On the morning of July 19, 1885, Sir Charles Dilke sat confidently on top of what Disraeli once called "the greasy pole" of British politi ". Disraeli himself, though a Tory, had acknowledged Liberal Dilke as "the most useful and influential" politician of his generation. Gladstone had just designated Sir Charles, then only 41, to succeed him as leader of the Liberal Party. As such, he was almost certain to become Prime Minister when Gladstone, then almost 76, stepped down. But before the fateful day was over, Dilke had a disastrous fall that smashed his career and arguably altered the course of British political history. The Dilke Case was the Profumo Affair of the Victorian era.

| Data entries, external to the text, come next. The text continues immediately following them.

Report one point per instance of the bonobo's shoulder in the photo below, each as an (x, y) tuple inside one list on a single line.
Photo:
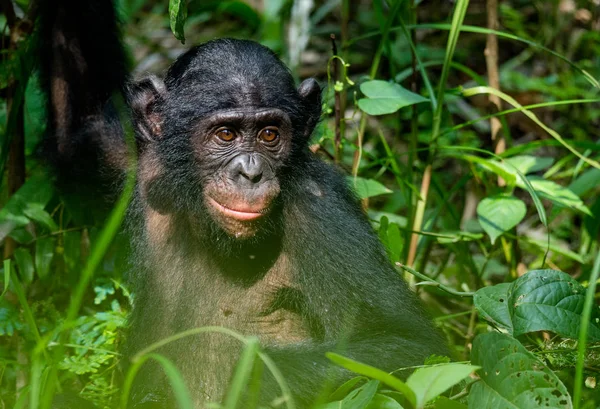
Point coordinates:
[(325, 187)]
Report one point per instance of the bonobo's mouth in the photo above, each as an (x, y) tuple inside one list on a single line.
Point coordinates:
[(242, 213)]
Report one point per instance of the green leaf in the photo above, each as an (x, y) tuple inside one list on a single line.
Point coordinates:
[(555, 193), (25, 264), (498, 214), (177, 17), (444, 403), (6, 268), (512, 378), (492, 304), (368, 187), (428, 383), (395, 242), (490, 165), (550, 300), (386, 98), (9, 319), (587, 181), (541, 300), (529, 164), (44, 251), (383, 402), (371, 372)]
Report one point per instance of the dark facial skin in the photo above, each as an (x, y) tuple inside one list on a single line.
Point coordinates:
[(240, 153), (226, 146)]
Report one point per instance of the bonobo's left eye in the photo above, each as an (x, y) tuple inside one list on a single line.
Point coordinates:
[(225, 134), (269, 135)]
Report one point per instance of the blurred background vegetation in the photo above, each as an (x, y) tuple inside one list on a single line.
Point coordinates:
[(474, 151)]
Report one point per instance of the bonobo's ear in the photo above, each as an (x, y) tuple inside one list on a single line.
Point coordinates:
[(145, 97), (310, 92)]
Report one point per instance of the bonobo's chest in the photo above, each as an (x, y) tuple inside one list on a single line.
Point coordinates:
[(195, 290), (271, 308)]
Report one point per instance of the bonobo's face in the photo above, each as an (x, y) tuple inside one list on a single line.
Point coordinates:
[(240, 154), (218, 136)]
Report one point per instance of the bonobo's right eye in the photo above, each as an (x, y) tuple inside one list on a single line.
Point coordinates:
[(225, 134)]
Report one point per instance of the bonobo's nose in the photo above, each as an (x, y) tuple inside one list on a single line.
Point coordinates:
[(248, 169)]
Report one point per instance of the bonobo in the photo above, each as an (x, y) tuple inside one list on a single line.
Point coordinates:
[(234, 223)]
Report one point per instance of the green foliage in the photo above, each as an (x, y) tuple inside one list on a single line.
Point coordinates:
[(511, 377), (386, 97), (541, 300), (468, 219), (499, 214)]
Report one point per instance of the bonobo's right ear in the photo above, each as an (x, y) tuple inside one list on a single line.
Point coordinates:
[(310, 92), (145, 98)]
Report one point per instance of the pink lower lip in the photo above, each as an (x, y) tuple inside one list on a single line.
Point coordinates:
[(236, 214)]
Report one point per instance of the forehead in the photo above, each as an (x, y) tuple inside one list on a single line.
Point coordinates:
[(247, 116)]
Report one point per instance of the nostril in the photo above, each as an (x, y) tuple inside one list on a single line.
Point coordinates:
[(251, 176), (256, 178)]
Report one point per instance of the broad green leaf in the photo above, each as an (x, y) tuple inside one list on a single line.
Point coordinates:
[(492, 305), (383, 402), (366, 188), (457, 236), (9, 318), (555, 193), (177, 17), (392, 217), (395, 242), (444, 403), (550, 300), (6, 268), (585, 182), (25, 264), (512, 378), (360, 398), (386, 98), (498, 214), (529, 164), (371, 372), (44, 251), (429, 382), (490, 165)]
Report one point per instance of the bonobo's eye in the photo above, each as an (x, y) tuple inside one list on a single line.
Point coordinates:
[(225, 134), (269, 135)]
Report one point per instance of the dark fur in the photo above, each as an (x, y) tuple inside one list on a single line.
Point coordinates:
[(314, 278)]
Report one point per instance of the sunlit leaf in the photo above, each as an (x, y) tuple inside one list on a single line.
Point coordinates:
[(385, 97), (499, 214), (368, 187), (512, 378), (555, 193), (429, 382), (177, 17)]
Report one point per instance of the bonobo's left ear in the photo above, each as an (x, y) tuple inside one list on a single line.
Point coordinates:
[(310, 92), (145, 97)]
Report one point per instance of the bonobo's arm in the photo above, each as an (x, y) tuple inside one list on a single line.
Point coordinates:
[(82, 65)]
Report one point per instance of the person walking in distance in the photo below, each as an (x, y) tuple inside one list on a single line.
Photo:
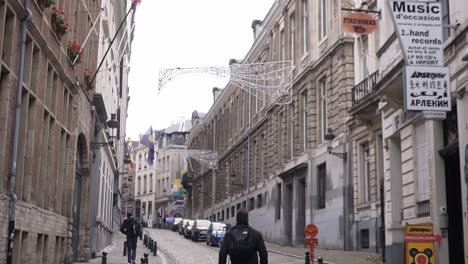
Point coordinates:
[(132, 229), (242, 243)]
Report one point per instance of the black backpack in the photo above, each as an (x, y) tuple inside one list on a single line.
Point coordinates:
[(133, 228), (242, 244)]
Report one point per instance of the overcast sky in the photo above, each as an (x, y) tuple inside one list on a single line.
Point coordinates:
[(184, 33)]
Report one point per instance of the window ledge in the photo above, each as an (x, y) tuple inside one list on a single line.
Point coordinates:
[(323, 40), (362, 206)]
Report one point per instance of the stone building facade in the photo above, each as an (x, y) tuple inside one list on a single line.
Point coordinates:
[(111, 101), (46, 159), (154, 184), (275, 160), (410, 164)]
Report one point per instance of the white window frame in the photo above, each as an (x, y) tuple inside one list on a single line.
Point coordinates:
[(364, 41), (323, 108), (304, 119), (305, 26), (422, 162), (292, 22), (323, 23), (365, 172)]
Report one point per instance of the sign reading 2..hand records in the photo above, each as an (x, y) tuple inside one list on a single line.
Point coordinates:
[(427, 88), (419, 27)]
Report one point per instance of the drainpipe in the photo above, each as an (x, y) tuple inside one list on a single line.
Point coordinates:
[(12, 177)]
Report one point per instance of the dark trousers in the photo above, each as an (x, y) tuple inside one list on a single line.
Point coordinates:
[(131, 249)]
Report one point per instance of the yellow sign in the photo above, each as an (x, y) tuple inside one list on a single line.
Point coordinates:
[(420, 244)]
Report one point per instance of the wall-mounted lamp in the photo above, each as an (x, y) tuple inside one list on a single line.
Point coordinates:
[(329, 136), (112, 124)]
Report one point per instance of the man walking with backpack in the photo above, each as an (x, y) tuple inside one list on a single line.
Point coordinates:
[(242, 243), (132, 229)]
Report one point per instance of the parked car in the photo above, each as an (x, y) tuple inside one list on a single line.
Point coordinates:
[(175, 224), (216, 233), (200, 229), (188, 228), (181, 225)]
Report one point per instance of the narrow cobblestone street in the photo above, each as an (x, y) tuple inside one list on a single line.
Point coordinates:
[(183, 251)]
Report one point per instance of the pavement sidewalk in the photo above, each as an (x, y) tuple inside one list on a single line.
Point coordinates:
[(115, 252)]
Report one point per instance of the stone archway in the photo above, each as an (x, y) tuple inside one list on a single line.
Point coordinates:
[(80, 208)]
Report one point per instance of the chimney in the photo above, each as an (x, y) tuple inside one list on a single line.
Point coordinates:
[(256, 27)]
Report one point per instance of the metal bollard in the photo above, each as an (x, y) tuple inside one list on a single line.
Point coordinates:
[(307, 260), (144, 259), (104, 258)]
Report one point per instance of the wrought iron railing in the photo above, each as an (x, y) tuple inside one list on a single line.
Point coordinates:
[(364, 89)]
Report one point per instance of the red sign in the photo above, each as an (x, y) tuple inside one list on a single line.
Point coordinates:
[(310, 231), (423, 238), (311, 241), (359, 23)]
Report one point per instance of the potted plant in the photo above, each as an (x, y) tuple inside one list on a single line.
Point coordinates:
[(74, 51), (58, 22), (87, 78), (45, 3)]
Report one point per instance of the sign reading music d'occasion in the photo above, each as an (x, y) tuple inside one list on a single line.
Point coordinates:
[(419, 27), (427, 88)]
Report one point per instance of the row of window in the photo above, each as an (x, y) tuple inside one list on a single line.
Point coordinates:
[(146, 185), (231, 211)]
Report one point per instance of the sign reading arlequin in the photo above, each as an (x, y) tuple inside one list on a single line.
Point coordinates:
[(359, 23), (427, 88), (419, 27)]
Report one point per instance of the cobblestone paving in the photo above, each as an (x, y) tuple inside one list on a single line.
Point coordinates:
[(184, 251), (175, 249)]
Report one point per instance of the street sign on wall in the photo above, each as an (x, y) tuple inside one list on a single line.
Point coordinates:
[(419, 28), (427, 88), (420, 246), (359, 23)]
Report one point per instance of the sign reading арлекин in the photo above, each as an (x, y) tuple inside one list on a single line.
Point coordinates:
[(427, 88), (419, 27)]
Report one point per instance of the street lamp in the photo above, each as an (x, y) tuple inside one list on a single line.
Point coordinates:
[(112, 124), (329, 136)]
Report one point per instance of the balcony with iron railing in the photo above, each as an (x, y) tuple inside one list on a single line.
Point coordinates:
[(365, 89)]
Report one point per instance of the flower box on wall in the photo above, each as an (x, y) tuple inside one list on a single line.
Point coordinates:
[(74, 51), (58, 22), (45, 3), (87, 78)]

Youngest Ever. Long forgotten by all but avid devotees of Victoriana, Dilke and his scandal were recently and rather carelessly reconstructed in a melodrama (The Right Honourable Gentleman) that ran a year and a half in London and is now maintaining a precarious life on Broadway. The tragedy deserves more responsible treatment, and this it has been given by Roy Jenkins, a political historian who is Minister of Aviation in Britain's Labor government. After a study of all available evidence, some of it never before made public, Jenkins concludes that Dilke was framed and finished off by a cabal of malevolent in-laws and ex-mistresses.
Until the dark day dawned, fortune smiled relentlessly on Dilke. Heir to a minor publishing fortune, he was a first-class scholar and athlete at Cambridge, soon after graduation stood successfully for Parliament and then followed up his election with a sociopolitical study of the British Empire (Greater Britain) that hugely impressed the British intellectual and political establishment. At 39, he became the youngest member of the Gladstone Cabinet.
Unhappily, as was often the case with Victorian politicians, Dilke's private life was rather less exemplary than his public activity. He had a fatal attraction to the tigress type, and during his 20s and 30s he apparently conducted affairs with three or four appallingly predatory women--among them his sister-in-law's mother.
French Vice. The plot was sprung by his sister-in-law's sister, a Mrs. Donald Crawford, who suddenly informed her husband that she had been "ruined" by Sir Charles. What's more, she told him that Sir Charles had taught her "every French vice" and had persuaded her to play three-in-a-bed with himself and his housemaid. Mr. Crawford thereupon decided to sue his wife for divorce and to name Sir Charles as corespondent. Dilke duly protested that he had never laid a finger on Mrs. Crawford, but he knew that the prudish Victorian public would not believe him. So did Gladstone. He quietly dropped Dilke.
Cut dead by most of his friends, ripped apart by the gutter press, bewildered by expensive lawyers who gave him bad advice, belabored by indignant judges who prejudged him a monster of depravity, Sir Charles staggered pathetically through two sensational trials. Crawford won his divorce; Dilke was lucky to escape prosecution for perjury and perversion. His constituents turned him out of office.
With nothing left but cash and courage, Dilke grimly continued the fight. During the next decade a committee established to investigate the case produced evidence which strongly suggests that Mrs. Crawford's story was a lie from beginning to end. In fact, says Jenkins, Mrs. Crawford had an affair with a certain Captain Forster, from whom she had contracted syphilis. Unable to continue her marriage without disclosing her condition, Mrs. Crawford cynically decided to get both Dilke and a divorce in one fell swoop.
Fatal Split. Why did she want to destroy Dilke? Author Jenkins argues that despite his protestation of utter innocence, Dilke actually did have an affair with Mrs. Crawford before she was married; that Dilke refused to marry her; that she ruined him because he had "ruined" her. But nobody knows for certain. What is certain, or seems so on the evidence Jenkins supplies, is that Dilke was the only man who could hold the Liberals together. Within a year of his political demise the party split, and Gladstone's last administration foundered in failed majorities. One woman's vindictiveness, Jenkins suggests, had significantly tipped the balance of political power in Britain.